17. Of more importance to the argument made by Mr. Hickey is the fact that the failed application under s. 115A had the result that an order for costs was made against him in the High Court. These costs have not yet been agreed or taxed and counsel for Mr. Hickey was unable to advise me of the likely level of such costs.

18. A number of factual matters are apparent from the grounding affidavit of Mr. Hickey. It is of central importance that he identifies his primary insolvency as having arisen from the failure of his business, which long predates the first application for a protective certificate or the failed PIA. In order to be eligible to apply for a protective certificate and avail of the insolvency legislation, a debtor must be insolvent, and I consider that what the provisions of s. 91(3) envisage is that new or different circumstances have arisen which give rise to a “current” insolvency which is of a different nature or scale, or arises for different reasons from the previously existing insolvency.

19. I consider that the legislation does not envisage that application under s. 91(3) can be made if the difference in the insolvency of a debtor arises on account of the costs incurred or awarded against a debtor in a previous failed application under the Act. The costs are part of the previous application, and the reference to “current insolvency” must, it seems to me, be understood to mean an insolvency which was not part of the original application or arises from circumstances not then apparent or known, or which did not arise in the currency of that process. The costs order arises from the failed PIA, and I do not consider that the Oireachtas intended that a debtor who incurs a liability for costs can, on account of that fact alone, argue that his or her financial circumstances are new or different or changed from those prevailing at the time a proposal for a PIA failed.

20. The reference in the subsection to the “current insolvency” of a debtor must be to an insolvency which is different, new and not part of, or related to, the previous failed process.

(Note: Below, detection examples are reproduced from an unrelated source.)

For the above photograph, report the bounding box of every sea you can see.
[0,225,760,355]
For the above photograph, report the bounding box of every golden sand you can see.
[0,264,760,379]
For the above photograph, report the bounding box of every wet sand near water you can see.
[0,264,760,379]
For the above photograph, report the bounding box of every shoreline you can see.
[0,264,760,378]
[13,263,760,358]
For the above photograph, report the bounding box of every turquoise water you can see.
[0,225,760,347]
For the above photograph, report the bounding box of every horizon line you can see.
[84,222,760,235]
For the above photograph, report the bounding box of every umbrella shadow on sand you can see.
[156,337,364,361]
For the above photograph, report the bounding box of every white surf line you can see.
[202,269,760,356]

21. Because the effect of a protective certificate is to stay the accrual of interest and charges on a debt, the mere fact that these once again come to accrue on a debt does not change the nature or type of insolvency in respect of which an application has failed, but rather relates purely to an arithmetic difference.

22. I consider that the Oireachtas intended to give to the relevant court power to dispense with the statutory restriction on the making of an application for a second PIA only in circumstances which were new or different from, and not related to, the previous proposed PIA. I do not consider that the Act merely requires a court to engage in an exercise of arithmetic, and that a mere difference in the calculations, whether that arises by virtue of interest that has accrued or as a result of costs from the failed process, is not the process engaged.

23. This conclusion is fortified by the factors that are required by the Act to be connected to the “current” insolvency of a debtor and these must be either exceptional matters or matters substantially outside of his or her control. A causative connection between those exceptional or outside matters must be made.

Conclusion
24. I accept in principle the argument that the failure of the PIP to lodge the application under s. 115A in time was a matter which was outside the control of the debtor, and that a PIP is not an agent of the debtor for the purpose of the Act. The failure of the s. 115A application has had the effect of increasing the liabilities of Mr. Hickey by the unascertained amount of costs awarded against him. While the matter of the lodging of the application may have been outside Mr. Hickey’s control, his current insolvency is related to, or sufficiently related to, his previous insolvency to enable me to come to the conclusion that there is no new or different insolvency arising from different factors or circumstances which might give rise to the exercise of the exceptional jurisdiction to permit him to bring application for a protective certificate within the twelve month statutory period.

25. For that reason, I propose making an order acceding to the application of KBC setting aside the order under s. 91(3) of the Act made on 6th February, 2017.